Yakınlarının Gözünden

Mürsel Erdem’in Gözünden

Esselamu aleykum ve rahmetullah!

Rabbimizin rızasına dilbeste Kardeşim! Merhum Ahmet İhsan Genç Ağabeyimizin hayatımız güzergâhında daima bizi işaret levhaları gibi  kavlen ve halen ikaz ettiğini söyleyebilirim. Dua ederiz namaz sonrası bir ses gelir ellerimiz havada dudaklarımız kıpırdanırken Ağabeyimiz seslenmektedir: "İsteyin isteyebildiğiniz kadar Rabbimizin hazinelerine son yok"

        Ders yapılmaktadır.İhtiyarlar risalesinde Van kal'asının harabiyeti medresesinin yıkıntıları arasında iki gözü yüzler hissiyatıyla ağlayan Üstadımız işte o acıklı vaziyet  bir ateş vazifesi gördü kalbim çelik misali eriyip yumuşadı bahsine gelmişizdir yine seslenir: ?Allah?ın İzniyle Ahmed İhsan da öyle.. Elhamdulillah hala çınlar kalbimizin kulaklarında..

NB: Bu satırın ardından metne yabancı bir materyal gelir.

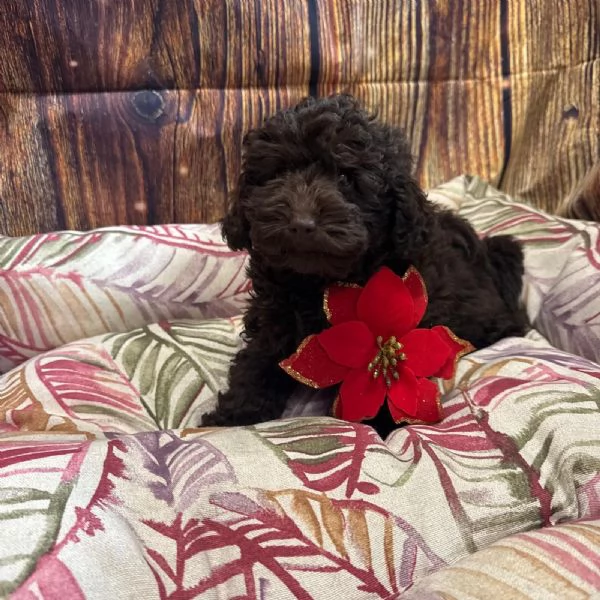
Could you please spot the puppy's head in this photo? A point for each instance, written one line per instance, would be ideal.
(324, 188)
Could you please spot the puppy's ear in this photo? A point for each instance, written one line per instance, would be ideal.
(413, 218)
(235, 227)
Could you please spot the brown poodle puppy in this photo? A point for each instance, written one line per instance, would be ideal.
(327, 194)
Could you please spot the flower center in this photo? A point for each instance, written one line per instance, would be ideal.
(386, 360)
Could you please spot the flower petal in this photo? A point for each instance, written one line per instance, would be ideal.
(426, 352)
(403, 394)
(386, 305)
(416, 287)
(361, 396)
(311, 365)
(339, 302)
(428, 409)
(350, 344)
(458, 348)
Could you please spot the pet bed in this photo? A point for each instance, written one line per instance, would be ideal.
(109, 490)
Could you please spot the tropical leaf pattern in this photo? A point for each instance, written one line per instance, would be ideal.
(109, 489)
(60, 287)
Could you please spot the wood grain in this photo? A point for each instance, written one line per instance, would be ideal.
(134, 111)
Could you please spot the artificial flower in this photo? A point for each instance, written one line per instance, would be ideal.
(376, 351)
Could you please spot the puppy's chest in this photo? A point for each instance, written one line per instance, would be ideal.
(309, 315)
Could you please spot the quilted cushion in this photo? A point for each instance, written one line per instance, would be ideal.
(60, 287)
(104, 476)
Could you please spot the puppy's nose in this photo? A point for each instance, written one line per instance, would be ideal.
(302, 225)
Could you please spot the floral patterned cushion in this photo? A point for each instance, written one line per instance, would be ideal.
(108, 488)
(60, 287)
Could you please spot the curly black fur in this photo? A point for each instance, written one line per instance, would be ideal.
(327, 194)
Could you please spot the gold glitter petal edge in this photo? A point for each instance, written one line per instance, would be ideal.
(286, 365)
(413, 271)
(326, 308)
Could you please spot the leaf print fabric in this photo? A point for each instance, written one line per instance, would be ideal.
(109, 489)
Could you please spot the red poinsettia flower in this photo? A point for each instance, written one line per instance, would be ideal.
(375, 350)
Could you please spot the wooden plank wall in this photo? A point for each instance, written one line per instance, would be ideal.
(133, 111)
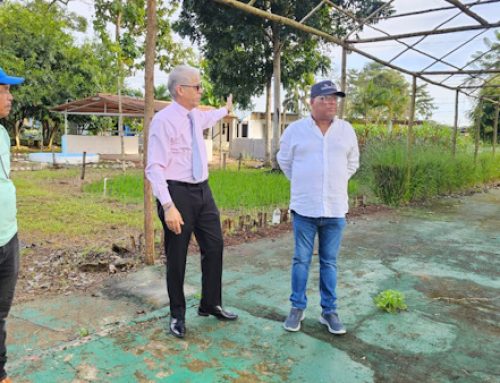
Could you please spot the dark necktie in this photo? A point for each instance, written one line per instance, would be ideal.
(197, 163)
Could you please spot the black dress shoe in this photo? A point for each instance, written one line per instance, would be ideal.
(218, 312)
(177, 327)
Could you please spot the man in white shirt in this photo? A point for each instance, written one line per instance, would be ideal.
(318, 154)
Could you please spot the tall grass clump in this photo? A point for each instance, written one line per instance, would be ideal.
(433, 171)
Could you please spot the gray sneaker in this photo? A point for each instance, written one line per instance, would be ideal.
(292, 322)
(333, 323)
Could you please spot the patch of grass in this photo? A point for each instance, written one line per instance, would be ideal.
(50, 203)
(391, 301)
(232, 189)
(434, 171)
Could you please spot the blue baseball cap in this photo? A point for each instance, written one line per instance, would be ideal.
(9, 80)
(325, 88)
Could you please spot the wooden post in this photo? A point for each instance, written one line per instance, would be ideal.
(343, 81)
(148, 115)
(478, 129)
(495, 131)
(455, 127)
(240, 158)
(83, 166)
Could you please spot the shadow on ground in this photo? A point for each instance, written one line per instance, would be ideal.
(444, 257)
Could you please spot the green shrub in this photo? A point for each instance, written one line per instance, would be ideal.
(391, 301)
(433, 171)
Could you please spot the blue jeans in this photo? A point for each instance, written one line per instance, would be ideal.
(329, 232)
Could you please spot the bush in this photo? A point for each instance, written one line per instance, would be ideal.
(391, 301)
(433, 171)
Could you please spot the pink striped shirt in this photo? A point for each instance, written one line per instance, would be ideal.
(169, 146)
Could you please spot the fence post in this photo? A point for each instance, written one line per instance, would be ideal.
(495, 130)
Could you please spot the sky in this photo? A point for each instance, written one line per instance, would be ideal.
(437, 45)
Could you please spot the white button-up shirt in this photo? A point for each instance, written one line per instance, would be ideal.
(319, 166)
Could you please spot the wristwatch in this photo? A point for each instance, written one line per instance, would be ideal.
(167, 206)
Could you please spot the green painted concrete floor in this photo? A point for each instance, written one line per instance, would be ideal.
(445, 257)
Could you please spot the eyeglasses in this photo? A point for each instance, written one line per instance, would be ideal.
(197, 87)
(329, 98)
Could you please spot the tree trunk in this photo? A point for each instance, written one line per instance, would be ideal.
(268, 126)
(148, 115)
(119, 64)
(277, 98)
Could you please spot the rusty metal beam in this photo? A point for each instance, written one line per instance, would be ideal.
(459, 72)
(423, 33)
(367, 18)
(315, 9)
(425, 11)
(468, 12)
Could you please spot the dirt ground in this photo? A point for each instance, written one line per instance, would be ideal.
(54, 268)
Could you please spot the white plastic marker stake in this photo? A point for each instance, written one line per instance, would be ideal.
(276, 216)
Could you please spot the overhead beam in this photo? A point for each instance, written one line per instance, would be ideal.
(458, 72)
(324, 35)
(478, 86)
(425, 11)
(423, 33)
(468, 12)
(294, 24)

       Kardeşlerine karşı hep müşfikti, sabırlı hem de çok sabırlı idi. Darılması anlıktı (hasbelbeşer) İlahi hatırı düşünür mes’uliyetini düşünür hemen vazgeçer kardeşini bağrına basardı..

      İmtihansız anımız mı vardır? Her nefes her saat bir alem gelip bizi bulmaz mı idi.. Kardeşlik neşideleri terennüm eden bir Kardeş iken Ağabeyimiz, bir vakitler fitneler hücum etmiş fırtınalı bir imtihana tutulmuşlardı. Ders ortamında "-Bir kardeş bir yere tutunup çıkmak istesin ?Ahmed ihsan başını o kardeşinin ayağının altına seve seve koyar" dediğini hikaye etmişti.. Ağabeyimiz böyle deyince bir başka ağabey "Ne kadar haysiyet yoksunluğudur bu durumun" mukabelesini görür.. Kardeş kardeşe bir gül uzatmış diğer kardeşin hoyrat  eli o gülü atıp ayağının altında ezmiştir.. Kader de bunu da yaşamak varmış deyip içinde kopan fırtına ile üzüntü içerisinde kaldırımlarda gece vakti yürüdüğünü anlatmıştı bizlere..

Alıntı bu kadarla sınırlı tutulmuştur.